The first thing to know is how to prevent an overdose? Here are some things you can do to keep yourself or your friends safe:

1. Know what you’re using and how much. Everyone has a different tolerance for drugs, and you need to know what is safe for you

2. Don’t mix injecting and booze. Narcotics and alcohol have a side-effect of decreasing your breathing, which makes overdose death more likely

3. Always use with a friend or friends, preferably with one of you not using. Someone needs to be able to call 999

4. Think about having a phone available before you use.

The second thing to know is are they having an overdose? Basically, an overdose is occurring if they fall asleep and you can’t wake them up. Signs of an overdose include:

1. They may act confused or stupid

2. They go to sleep and won’t wake up

3. Slow breathing, or they actually stop breathing

4. Their lips and fingernails might start to turn blue

5. Cold skin

6. They may throw up.

The third thing to know is what to do in case of an overdose?

1. If your friend is getting confused and starting to go out, keep them awake.

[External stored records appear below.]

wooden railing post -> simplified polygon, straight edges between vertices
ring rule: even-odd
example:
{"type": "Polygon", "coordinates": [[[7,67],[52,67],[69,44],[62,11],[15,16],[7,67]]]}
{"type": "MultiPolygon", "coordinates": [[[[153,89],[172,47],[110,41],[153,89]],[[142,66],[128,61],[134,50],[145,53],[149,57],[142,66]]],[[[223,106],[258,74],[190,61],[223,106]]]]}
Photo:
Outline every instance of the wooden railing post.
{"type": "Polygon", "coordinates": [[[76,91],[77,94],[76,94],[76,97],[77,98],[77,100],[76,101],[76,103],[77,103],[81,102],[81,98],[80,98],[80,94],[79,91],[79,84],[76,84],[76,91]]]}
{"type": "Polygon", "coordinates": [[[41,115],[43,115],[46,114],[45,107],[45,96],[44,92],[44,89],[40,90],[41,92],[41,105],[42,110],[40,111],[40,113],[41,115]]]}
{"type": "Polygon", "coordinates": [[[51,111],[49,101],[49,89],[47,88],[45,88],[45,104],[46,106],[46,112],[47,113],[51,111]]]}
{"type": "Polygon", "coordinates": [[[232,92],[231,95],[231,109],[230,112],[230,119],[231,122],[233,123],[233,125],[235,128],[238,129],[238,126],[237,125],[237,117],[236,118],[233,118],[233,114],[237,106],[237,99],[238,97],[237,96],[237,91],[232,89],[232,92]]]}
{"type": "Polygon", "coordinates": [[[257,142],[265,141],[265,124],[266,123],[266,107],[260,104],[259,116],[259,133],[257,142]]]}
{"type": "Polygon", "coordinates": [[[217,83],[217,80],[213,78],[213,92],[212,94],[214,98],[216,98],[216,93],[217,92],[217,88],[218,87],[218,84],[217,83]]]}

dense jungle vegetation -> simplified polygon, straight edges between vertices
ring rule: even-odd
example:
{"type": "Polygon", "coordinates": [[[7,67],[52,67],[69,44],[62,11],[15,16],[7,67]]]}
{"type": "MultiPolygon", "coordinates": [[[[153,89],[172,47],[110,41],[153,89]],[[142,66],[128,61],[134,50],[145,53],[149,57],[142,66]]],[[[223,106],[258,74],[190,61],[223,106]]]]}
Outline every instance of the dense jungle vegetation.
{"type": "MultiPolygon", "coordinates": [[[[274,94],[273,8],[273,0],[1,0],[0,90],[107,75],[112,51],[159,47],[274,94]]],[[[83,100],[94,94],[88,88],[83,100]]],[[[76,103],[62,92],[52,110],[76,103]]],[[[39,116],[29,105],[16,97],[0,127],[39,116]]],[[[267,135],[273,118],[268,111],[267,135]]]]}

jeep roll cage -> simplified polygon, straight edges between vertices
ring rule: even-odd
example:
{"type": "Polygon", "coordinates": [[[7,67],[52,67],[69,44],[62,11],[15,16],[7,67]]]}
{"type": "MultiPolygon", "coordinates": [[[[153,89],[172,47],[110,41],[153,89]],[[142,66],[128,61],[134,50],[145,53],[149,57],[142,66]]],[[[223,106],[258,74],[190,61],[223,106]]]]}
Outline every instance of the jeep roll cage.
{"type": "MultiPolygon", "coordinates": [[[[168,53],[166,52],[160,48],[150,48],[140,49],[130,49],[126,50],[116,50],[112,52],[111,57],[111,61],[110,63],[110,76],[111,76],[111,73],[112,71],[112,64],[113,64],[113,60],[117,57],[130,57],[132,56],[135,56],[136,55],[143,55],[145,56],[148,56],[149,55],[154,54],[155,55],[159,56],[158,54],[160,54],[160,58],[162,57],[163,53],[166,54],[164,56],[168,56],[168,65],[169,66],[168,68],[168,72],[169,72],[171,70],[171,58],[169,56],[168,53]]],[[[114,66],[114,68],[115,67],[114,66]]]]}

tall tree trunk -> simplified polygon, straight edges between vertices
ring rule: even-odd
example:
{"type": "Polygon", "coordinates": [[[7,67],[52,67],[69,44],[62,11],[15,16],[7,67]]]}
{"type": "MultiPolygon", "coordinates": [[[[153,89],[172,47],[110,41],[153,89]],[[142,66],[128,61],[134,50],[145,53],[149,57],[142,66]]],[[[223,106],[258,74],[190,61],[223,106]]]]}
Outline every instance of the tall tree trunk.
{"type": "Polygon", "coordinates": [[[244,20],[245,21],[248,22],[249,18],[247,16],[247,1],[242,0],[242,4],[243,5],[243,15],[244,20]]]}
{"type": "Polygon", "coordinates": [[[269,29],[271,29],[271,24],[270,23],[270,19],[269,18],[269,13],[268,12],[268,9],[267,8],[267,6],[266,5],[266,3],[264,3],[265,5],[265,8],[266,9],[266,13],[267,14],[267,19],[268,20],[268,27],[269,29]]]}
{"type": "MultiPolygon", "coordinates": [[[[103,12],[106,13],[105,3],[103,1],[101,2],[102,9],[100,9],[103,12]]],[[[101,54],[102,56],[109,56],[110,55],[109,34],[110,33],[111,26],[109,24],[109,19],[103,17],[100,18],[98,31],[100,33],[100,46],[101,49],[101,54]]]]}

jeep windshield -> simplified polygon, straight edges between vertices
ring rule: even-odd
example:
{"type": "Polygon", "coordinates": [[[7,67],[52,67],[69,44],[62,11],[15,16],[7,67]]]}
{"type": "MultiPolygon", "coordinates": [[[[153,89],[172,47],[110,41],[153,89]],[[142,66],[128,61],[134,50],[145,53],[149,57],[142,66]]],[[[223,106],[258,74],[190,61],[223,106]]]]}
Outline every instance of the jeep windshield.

They won’t like this, but it will help them keep breathing.

2. If they do go out and you can’t wake them, call 999 immediately! Paramedics have a medication called Naloxone that reverses overdose.

3. If they are not breathing, you need to breathe for them. Make sure there is nothing in their mouth, tilt their head back, lift their chin, plug their nose and breathe into them every 5 seconds. You know it’s working if you see their chest rise. You need to keep doing this until they breathe on their own or paramedics arrive.

Calling 999 can be a challenge, because you may be concerned about police responding to the phone call as well as paramedics. In London, Canada, people have been arrested on the basis of outstanding warrants and what is in the room when they called because of an overdose. Having more people with you means that you can clean up while one person is breathing for your unconscious friend. In Vancouver, Canada, there is an agreement that police do not respond to 999 calls for an overdose. We hope to be able to do the same.

The last thing to think about in terms of preventing deaths from overdose, is Naloxone, which paramedics carry. It only works for a bit, so the person still has to go to the hospital, but it will allow them to wake up and breathe. In some cities in the United States, they are working hard to make sure Naloxone is available to more people than just paramedics. You can only get it through a prescription, and you need to know how to inject it, but it is being given out as part of some needle exchange programs. This is an idea that has been shown to work, and could be useful in both the UK and Canada as well.

So, if you are going to use, make sure you use safely and know what to do in the case of an overdose.